Saeb Sohrab, Lattie Emily G, Kording Konrad P, Mohr David C
Center for Behavioral Intervention Technologies (CBITs), Department of Preventive Medicine, Northwestern University, Chicago, IL, United States.
Rehabilitation Institute of Chicago, Department of Physical Medicine and Rehabilitation, Northwestern University, Chicago, IL, United States.
JMIR Mhealth Uhealth. 2017 Aug 10;5(8):e112. doi: 10.2196/mhealth.7297.
Is someone at home, at their friend's place, at a restaurant, or enjoying the outdoors? Knowing the semantic location of an individual matters for delivering medical interventions, recommendations, and other context-aware services. This knowledge is particularly useful in mental health care for monitoring relevant behavioral indicators to improve treatment delivery. Local search-and-discovery services such as Foursquare can be used to detect semantic locations based on the global positioning system (GPS) coordinates, but GPS alone is often inaccurate. Mobile phones can also sense other signals (such as movement, light, and sound), and the use of these signals promises to lead to a better estimation of an individual's semantic location.
We aimed to examine the ability of mobile phone sensors to estimate semantic locations, and to evaluate the relationship between semantic location visit patterns and depression and anxiety.
A total of 208 participants across the United States were asked to log the type of locations they visited daily, using their mobile phones for a period of 6 weeks, while their phone sensor data was recorded. Using the sensor data and Foursquare queries based on GPS coordinates, we trained models to predict these logged locations, and evaluated their prediction accuracy on participants that models had not seen during training. We also evaluated the relationship between the amount of time spent in each semantic location and depression and anxiety assessed at baseline, in the middle, and at the end of the study.
While Foursquare queries detected true semantic locations with an average area under the curve (AUC) of 0.62, using phone sensor data alone increased the AUC to 0.84. When we used Foursquare and sensor data together, the AUC further increased to 0.88. We found some significant relationships between the time spent in certain locations and depression and anxiety, although these relationships were not consistent.
The accuracy of location services such as Foursquare can significantly benefit from using phone sensor data. However, our results suggest that the nature of the places people visit explains only a small part of the variation in their anxiety and depression symptoms.

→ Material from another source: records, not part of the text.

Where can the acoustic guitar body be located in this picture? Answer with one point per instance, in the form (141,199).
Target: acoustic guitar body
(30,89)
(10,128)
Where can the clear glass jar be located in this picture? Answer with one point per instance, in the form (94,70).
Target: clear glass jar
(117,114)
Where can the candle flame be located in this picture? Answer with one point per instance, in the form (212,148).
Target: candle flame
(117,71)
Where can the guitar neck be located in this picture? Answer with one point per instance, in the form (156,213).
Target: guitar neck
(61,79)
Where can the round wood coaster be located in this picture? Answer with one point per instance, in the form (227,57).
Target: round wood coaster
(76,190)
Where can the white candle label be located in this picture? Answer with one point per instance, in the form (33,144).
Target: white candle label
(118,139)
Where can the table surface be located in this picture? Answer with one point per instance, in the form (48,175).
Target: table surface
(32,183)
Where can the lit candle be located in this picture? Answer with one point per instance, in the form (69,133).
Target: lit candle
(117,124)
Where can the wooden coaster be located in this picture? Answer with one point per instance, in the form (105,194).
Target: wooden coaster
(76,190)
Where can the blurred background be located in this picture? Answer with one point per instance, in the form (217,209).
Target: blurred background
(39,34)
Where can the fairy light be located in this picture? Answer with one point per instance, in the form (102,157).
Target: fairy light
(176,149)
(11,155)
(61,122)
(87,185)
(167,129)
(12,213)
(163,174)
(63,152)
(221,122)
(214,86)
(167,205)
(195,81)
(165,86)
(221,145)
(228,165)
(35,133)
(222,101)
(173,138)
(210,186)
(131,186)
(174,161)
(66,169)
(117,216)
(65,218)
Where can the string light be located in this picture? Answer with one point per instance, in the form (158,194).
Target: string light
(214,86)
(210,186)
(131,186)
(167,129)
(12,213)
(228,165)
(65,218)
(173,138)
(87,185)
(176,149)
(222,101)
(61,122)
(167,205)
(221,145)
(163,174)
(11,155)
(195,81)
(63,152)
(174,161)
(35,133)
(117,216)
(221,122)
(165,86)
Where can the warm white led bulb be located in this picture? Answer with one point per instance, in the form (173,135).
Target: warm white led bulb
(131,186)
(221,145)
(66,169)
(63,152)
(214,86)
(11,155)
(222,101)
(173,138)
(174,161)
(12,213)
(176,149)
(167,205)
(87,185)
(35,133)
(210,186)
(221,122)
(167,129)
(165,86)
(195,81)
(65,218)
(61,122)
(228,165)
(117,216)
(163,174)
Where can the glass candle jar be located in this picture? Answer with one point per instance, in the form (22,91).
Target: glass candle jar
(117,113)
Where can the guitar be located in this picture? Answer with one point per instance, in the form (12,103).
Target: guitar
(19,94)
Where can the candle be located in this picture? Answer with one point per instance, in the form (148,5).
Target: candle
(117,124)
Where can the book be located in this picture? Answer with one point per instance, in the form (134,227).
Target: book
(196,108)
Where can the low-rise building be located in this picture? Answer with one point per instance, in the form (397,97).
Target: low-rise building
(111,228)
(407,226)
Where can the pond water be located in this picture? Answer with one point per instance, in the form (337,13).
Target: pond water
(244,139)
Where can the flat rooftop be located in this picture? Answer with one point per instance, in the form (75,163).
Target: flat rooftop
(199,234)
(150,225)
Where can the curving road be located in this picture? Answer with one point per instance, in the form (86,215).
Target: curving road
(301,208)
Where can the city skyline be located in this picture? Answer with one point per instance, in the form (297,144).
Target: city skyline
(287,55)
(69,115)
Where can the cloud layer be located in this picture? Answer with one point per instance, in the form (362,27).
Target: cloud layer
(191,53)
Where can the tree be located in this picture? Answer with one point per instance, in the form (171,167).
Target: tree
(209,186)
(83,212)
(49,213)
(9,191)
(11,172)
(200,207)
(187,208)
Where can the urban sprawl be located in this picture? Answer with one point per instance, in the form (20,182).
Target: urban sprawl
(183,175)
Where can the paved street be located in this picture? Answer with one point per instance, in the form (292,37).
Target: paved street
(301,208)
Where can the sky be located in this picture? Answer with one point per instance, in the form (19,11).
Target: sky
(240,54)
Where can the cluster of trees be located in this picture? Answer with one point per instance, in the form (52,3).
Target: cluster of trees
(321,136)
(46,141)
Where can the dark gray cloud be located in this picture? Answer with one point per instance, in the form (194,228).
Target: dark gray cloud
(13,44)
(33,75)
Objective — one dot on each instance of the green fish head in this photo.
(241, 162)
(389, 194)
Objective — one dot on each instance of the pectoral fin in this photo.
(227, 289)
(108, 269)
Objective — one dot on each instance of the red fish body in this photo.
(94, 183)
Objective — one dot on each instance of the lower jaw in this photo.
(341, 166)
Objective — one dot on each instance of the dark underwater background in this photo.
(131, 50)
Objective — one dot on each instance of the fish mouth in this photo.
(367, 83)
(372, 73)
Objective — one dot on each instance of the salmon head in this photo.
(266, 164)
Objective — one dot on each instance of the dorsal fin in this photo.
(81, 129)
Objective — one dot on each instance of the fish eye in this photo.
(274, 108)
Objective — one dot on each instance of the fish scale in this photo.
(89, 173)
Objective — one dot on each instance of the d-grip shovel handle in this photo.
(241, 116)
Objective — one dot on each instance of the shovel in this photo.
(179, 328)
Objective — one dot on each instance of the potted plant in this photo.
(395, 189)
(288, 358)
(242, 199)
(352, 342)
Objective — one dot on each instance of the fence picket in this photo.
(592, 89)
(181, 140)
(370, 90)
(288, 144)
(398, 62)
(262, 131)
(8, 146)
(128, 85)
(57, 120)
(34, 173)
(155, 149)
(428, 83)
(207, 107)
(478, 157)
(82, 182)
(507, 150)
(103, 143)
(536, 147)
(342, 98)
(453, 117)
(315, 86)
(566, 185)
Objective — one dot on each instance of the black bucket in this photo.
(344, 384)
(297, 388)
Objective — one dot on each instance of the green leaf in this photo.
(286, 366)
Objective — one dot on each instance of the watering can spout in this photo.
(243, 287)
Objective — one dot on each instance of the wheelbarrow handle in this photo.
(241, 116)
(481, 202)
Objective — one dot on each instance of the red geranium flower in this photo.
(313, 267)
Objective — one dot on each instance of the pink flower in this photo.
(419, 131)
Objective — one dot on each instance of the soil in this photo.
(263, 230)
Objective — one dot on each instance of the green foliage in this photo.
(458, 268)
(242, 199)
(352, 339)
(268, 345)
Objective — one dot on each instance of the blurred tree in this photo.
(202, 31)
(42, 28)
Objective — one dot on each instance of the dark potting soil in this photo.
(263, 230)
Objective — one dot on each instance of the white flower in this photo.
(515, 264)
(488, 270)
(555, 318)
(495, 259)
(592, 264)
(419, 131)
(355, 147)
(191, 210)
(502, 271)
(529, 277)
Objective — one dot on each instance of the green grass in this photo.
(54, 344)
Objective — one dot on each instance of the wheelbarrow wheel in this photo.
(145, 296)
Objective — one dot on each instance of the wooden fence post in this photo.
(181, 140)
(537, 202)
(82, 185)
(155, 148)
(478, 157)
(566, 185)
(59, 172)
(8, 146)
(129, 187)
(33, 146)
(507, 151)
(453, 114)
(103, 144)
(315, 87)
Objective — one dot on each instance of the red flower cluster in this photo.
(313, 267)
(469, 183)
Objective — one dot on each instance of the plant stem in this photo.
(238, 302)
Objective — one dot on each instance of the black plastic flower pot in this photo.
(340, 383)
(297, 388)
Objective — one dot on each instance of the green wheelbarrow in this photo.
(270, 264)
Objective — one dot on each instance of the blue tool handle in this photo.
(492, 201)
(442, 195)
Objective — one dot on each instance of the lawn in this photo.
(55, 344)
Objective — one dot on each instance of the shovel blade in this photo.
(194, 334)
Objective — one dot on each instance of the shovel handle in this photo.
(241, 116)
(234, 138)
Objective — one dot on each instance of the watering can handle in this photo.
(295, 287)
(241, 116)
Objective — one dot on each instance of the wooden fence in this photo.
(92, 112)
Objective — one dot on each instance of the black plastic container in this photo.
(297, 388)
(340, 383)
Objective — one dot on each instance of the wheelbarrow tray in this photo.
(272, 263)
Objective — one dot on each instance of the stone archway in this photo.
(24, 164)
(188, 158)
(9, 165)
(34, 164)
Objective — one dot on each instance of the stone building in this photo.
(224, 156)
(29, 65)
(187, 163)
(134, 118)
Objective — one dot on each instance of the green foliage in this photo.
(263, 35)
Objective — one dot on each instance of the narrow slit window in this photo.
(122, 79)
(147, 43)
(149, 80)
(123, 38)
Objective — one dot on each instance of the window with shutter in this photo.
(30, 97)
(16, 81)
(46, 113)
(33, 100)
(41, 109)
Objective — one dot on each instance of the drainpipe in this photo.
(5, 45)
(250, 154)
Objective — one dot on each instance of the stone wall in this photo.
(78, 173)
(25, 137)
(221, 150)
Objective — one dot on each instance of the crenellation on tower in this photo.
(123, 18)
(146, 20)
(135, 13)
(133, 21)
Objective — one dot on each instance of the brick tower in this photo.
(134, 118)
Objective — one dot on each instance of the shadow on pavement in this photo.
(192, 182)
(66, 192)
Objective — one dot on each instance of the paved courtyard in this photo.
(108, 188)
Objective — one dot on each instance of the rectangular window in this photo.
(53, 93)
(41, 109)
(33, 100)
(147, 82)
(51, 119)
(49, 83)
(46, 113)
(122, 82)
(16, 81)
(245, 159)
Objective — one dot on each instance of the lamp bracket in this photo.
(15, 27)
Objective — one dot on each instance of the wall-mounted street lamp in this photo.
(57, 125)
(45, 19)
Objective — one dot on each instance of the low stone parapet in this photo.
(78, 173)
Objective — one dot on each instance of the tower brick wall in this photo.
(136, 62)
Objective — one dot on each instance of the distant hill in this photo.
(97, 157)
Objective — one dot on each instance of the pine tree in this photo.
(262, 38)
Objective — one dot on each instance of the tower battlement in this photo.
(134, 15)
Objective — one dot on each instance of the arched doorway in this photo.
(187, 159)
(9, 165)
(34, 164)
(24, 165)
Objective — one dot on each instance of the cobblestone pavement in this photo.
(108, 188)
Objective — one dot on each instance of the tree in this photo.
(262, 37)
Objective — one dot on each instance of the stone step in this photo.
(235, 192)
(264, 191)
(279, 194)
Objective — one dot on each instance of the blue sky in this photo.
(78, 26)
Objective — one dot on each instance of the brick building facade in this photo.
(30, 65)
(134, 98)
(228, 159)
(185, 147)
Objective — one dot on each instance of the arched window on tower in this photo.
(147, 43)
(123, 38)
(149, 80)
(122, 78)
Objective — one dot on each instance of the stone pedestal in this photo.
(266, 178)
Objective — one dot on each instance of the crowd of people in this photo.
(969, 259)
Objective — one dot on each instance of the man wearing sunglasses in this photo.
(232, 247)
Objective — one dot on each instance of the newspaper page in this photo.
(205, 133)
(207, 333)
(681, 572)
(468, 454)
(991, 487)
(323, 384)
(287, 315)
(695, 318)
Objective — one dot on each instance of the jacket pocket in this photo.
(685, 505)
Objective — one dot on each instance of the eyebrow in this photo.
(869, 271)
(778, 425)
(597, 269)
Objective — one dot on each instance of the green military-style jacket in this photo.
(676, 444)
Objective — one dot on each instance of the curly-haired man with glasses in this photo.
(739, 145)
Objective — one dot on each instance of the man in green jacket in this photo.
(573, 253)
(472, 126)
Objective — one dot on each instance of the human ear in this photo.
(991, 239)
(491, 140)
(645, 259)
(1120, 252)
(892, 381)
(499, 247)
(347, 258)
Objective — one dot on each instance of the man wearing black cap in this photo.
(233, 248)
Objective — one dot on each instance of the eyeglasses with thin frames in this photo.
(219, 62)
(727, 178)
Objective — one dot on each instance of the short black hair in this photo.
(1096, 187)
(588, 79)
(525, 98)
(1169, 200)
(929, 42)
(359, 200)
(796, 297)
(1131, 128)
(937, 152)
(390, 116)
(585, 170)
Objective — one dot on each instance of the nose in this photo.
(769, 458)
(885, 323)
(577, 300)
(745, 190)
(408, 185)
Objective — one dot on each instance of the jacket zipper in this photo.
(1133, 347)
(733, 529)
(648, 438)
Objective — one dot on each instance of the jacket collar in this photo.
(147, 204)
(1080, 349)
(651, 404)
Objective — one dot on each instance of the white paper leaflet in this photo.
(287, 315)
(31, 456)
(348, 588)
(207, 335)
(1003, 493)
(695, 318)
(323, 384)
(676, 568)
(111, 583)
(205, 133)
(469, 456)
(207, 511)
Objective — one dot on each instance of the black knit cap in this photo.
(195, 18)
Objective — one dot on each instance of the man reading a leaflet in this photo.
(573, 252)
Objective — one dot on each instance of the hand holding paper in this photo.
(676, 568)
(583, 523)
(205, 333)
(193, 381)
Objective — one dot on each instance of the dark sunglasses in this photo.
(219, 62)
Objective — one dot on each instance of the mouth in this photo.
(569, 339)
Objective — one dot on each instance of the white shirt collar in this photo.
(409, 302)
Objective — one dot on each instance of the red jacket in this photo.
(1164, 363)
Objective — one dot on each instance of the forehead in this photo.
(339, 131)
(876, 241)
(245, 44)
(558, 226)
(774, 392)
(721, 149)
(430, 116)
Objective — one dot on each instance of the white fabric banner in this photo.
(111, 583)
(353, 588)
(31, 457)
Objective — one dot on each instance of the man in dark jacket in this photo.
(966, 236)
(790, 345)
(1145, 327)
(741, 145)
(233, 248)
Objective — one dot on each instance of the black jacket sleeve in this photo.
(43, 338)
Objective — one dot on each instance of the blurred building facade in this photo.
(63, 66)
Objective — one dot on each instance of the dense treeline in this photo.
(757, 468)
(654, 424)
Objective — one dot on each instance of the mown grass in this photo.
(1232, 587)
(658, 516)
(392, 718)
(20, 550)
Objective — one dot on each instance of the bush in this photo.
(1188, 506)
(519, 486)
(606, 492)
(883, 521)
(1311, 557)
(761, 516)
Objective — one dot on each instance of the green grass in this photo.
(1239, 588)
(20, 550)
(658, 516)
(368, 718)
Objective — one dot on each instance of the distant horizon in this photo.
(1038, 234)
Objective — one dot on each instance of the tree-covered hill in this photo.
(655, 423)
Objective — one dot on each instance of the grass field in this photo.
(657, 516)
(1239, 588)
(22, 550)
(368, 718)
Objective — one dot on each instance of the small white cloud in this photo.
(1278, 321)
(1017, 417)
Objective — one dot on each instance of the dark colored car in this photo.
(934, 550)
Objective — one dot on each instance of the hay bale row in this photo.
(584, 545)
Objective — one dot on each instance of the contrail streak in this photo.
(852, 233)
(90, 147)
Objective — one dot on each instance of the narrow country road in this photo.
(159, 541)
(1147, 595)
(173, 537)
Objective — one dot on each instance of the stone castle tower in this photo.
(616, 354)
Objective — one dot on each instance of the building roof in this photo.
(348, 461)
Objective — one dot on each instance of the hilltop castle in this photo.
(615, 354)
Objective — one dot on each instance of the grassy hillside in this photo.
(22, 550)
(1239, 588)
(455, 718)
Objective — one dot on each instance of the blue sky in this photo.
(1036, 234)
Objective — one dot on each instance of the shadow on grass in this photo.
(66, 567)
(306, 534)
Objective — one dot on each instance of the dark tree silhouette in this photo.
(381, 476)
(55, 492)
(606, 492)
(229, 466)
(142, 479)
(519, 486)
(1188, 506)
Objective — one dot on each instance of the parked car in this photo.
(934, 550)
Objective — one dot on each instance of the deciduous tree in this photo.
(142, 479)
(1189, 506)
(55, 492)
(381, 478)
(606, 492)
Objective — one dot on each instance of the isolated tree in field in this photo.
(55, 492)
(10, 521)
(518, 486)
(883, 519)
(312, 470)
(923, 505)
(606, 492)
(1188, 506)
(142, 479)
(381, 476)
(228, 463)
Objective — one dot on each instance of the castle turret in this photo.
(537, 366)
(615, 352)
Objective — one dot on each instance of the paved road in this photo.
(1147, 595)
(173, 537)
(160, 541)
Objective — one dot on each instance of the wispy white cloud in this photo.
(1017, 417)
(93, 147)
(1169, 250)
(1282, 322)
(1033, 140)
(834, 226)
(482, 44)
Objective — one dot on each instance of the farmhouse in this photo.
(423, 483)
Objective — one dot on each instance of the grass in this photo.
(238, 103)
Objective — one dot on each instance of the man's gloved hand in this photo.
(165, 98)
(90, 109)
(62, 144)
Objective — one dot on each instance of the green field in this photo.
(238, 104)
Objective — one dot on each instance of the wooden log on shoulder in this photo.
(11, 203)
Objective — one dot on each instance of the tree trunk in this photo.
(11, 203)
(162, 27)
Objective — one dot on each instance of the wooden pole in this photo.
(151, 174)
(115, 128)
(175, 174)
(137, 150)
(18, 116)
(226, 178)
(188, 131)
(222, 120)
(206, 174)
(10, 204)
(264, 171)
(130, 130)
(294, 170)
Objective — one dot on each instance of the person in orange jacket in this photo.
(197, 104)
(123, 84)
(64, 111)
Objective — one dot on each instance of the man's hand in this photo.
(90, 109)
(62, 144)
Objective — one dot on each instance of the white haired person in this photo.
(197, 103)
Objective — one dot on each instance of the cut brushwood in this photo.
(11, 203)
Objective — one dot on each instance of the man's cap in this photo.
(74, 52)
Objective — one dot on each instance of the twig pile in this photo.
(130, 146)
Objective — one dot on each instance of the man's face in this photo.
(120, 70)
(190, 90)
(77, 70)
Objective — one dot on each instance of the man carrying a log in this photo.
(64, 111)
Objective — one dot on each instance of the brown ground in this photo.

某人是在家中、朋友家、餐厅还是在户外享受时光?了解个人的语义位置对于提供医疗干预、建议及其他情境感知服务至关重要。这一信息在精神卫生保健中尤其有用,可用于监测相关行为指标以改善治疗效果。诸如四方网(Foursquare)之类的本地搜索与发现服务可用于根据全球定位系统(GPS)坐标检测语义位置,但仅靠GPS往往不准确。移动电话还能感知其他信号(如运动、光线和声音),利用这些信号有望更准确地估计个人的语义位置。
我们旨在研究移动电话传感器估计语义位置的能力,并评估语义位置访问模式与抑郁和焦虑之间的关系。
美国共有208名参与者被要求使用移动电话记录他们在为期6周的时间里每天访问的地点类型,同时记录其电话传感器数据。利用传感器数据和基于GPS坐标的四方网查询,我们训练模型来预测这些记录的地点,并在训练期间未见过的参与者身上评估其预测准确性。我们还评估了在每个语义位置花费的时间与在研究基线、中期和结束时评估的抑郁和焦虑之间的关系。
虽然四方网查询检测到真实语义位置的曲线下平均面积(AUC)为0.62,但仅使用电话传感器数据可将AUC提高到0.84。当我们将四方网和传感器数据一起使用时,AUC进一步提高到0.88。我们发现,在某些地点花费的时间与抑郁和焦虑之间存在一些显著关系,尽管这些关系并不一致。
诸如四方网之类的定位服务的准确性可通过使用电话传感器数据而显著提高。然而,我们的结果表明,人们访问的地点性质仅能解释其焦虑和抑郁症状变化的一小部分。